Um Cineasta Maldito ou apenas um Cineasta Esquecido?
Partindo de "Rocío" (1980), o primeiro filme capturado pela censura espanhola e ainda hoje proibido de exibição no seu território (conta-se uma sessão envolto de polémica na primeira edição do Festival de Sevilha), o cineasta Fernando Ruiz Vergara foi impedido de concretizar qualquer outro projeto que tinha em mente. Movendo-se de um lado para o outro, entre Portugal e Espanha, o ibérico deixou-nos em 2011 com ideias soltas e material inacabado. Concha Barquero Artés e Alejandro Alvarado Jódar esgueiraram-se pelo seu espólio, abrindo caixa a caixa, contemplando essas projeções e transformando antigos desejos em esboços de filmes. Este documentário interage com o ato de recriação e com a veia documental ao dissecar a pergunta que nos trouxe até aqui: quem é Fernando Ruiz Vergara?
Através de uma abordagem arquivo-performista, o filme ecoa a personalidade do cineasta, do seu derrame profissional ao seu intimismo, com o fantasma de "Rocío", esse seu filme de denúncia e munidos de ferroadas políticas, a perpetuar-se e a sobrevoar todas as lógicas narrativas experimentadas em cada hipotético projeto falhado. "Caixa de Resistência" manuseia o lado politizado do seu vulto, extraindo dessa insuflação de atos incumpridos uma própria encenação política.

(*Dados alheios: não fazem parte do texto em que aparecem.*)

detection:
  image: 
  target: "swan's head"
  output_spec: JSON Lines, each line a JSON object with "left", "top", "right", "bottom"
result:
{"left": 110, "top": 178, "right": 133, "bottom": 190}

Nada é deixado ao acaso: o ativismo do cineasta transfere-se para os dois realizadores e investigadores, que, por sua vez, encenam a sua politiquice sob outra perspetiva. Os filmes aqui imaginados nunca serão os mesmos que Vergara idealizou, isso é certo, mas a sua dimensão política também se altera na transladação — e é aí que entramos nas questões mais pertinentes.
Com um filme completo, Fernando Ruiz Vergara é um cineasta ou apenas a sugestão de um, consoante a expectativa de cada interveniente? Ou, virando a pergunta de lado: pode considerar-se cineasta aquele que não tem obra concluída? Será o ibérico, montado por fantasmagorias e fantasmas, um cineasta de um cinema não físico, não espectral, não evidente?
"Caixa de Resistência" não responde a nenhuma destas questões, mas alimenta o debate sobre o que é ser cineasta. Mesmo que, por vezes, se perca entre o filmado, a autoria de Vergara e as possibilidades trazidas pelas nossas anotações e trechos que os outros “criadores” executam em ordens de vidência. Sonhos mal paridos ou pesadelos infalíveis — como se verá um cineasta no calor da sua resistência?